Saturday, February 21, 2015

lifted by memory

Anyone who has stood chest-deep in the ocean knows the feeling of the soft, rolling, rounded, unfoamed, unremarkable waves that roll in and gently lift the body in their passage ... a small defiance of an otherwise defined gravity, an ahhh that is hardly worth remarking and yet has a remarkable welcoming softness.

And so it has been in the wake of my mother's death and, I guess, the obituary that appeared in the New York Times. People seem to have come out of the woodwork -- relatives, school chums, fragments of the past in the form of notes noting my mother's passage. Yesterday, it was a note from someone I went to grade school with -- grade school for Christ's sake! The day before that it was a distant half-cousin -- or some other indistinct relationship. Each remembers bits of what I may not recollect at all or, if I do, it really is a dusty book on my memory's shelves.

There is a sweetness to it all -- a melody of sorts. I learned in my upbringing to not-remember things since remembering was almost invariably painful. But remembering is not so bad. It is nice to think that my mother's obituary can be written by those who knew her only through one incident or two. I'm not up to the task, but these small notes seem capable. Somehow, I want my mother to enjoy some applause and perhaps smile. 

Other bits of 'memory' also seem to assert themselves as well. The plug-in radiator I once used to warm the zendo on bitter days has been moved inside the house and now cozies a room that otherwise might be cold in the absence of the furnace that crapped out yesterday. It's a good tool, even if it never really did much good during zazen or seated meditation... I did a lackluster job of insulating the zendo when I built it, but now the radiator can strut its stuff in a better-insulated house. Welcome back.

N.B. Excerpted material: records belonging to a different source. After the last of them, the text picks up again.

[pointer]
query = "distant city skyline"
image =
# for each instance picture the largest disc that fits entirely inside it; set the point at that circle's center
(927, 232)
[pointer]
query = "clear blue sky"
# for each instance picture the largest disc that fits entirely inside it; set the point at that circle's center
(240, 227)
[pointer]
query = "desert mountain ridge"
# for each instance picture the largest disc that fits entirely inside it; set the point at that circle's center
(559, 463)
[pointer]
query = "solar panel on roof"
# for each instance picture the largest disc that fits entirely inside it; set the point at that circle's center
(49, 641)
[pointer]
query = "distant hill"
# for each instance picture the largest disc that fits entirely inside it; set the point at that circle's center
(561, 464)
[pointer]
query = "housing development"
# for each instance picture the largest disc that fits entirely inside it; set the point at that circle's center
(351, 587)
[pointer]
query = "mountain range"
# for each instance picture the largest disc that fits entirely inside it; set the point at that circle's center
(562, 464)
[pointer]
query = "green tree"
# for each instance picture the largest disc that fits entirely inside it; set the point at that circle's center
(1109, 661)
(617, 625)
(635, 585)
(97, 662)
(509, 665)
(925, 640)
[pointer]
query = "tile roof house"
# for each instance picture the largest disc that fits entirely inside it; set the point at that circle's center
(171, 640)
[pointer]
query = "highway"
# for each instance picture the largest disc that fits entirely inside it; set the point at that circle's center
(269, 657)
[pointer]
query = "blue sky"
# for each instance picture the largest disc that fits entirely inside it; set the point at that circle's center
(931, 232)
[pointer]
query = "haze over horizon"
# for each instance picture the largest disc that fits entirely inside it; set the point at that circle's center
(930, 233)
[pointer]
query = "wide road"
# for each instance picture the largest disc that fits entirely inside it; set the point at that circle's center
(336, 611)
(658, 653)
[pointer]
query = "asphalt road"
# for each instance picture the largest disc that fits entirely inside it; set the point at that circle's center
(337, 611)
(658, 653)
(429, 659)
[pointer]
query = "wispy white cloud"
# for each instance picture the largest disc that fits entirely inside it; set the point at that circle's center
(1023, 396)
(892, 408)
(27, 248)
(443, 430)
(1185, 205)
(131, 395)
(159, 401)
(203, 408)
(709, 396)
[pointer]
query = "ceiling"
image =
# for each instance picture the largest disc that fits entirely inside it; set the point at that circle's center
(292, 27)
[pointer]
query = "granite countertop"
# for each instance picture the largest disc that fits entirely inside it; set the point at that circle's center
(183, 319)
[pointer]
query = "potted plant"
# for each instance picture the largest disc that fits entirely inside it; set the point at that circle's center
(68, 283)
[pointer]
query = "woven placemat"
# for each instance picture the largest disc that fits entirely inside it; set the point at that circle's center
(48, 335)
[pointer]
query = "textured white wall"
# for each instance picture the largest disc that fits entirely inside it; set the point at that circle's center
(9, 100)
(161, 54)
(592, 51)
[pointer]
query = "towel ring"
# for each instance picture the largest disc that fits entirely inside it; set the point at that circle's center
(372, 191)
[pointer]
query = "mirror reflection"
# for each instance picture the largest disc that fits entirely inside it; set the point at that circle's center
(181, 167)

And this morning I received a New Yorker article from a chum about a renewed interest in psychedelics as a means of easing anxieties and opening out a narrowed mental focus, not least in the matter of sickness and death. The article tripped a memory switch that recalled reading a plump book about the wonders of psychedelics when it came to breaking through neurotic difficulties. I read it in the 1970's or early '80's and rushed off to a psychologist I was seeing. I was excited about the possibility that all the talk therapy might be cut short with the application of chemistry. Jack, a savvy ex-Jesuit, talked me down and I never did try psychedelics, though I can't remember his arguments and appreciations. He wasn't against it, as I recall ... just skeptical enough and cognizant enough of the bad trips that might result so that I kept visiting him and growing whatever muscles I could in the face of my demons of the day. Maybe he just wanted to income stream I represented, but I discount that because I loved him as an honest broker. Whatever the case, I never took "the blue pill" but now its good reputation seems to be on the rise once more.

And then, through what self-flagellation I'm not sure, I picked up "The Name of the Rose" for a re-read. Its intellectual viscosity is as lulling as a rounded, passing wave. How delicious the mind can wax.

Things come around again -- I guess that is what these small, lifting waves of memory underscore this morning.

Softly. No big deal -- hardly the action-packed, piercing observation that might backbone a decent blog.

1 comment:

  1. Psychedelics caught my attention during my college/hippie days. I was reading the Tibetan Book of the Dead and such like, a very 20th century shamanic investigation of the spiritual. What i found was a mind behind the curtain. An interesting side effect was that i found that no matter the circumstances, if i focused, i could navigate said circumstances. Can't say as it made me less neurotic or gave me super powers. But i don't regret it. I never did confidently identify my spirit animal, guessing maybe a huckleberry hound dog sort of critter.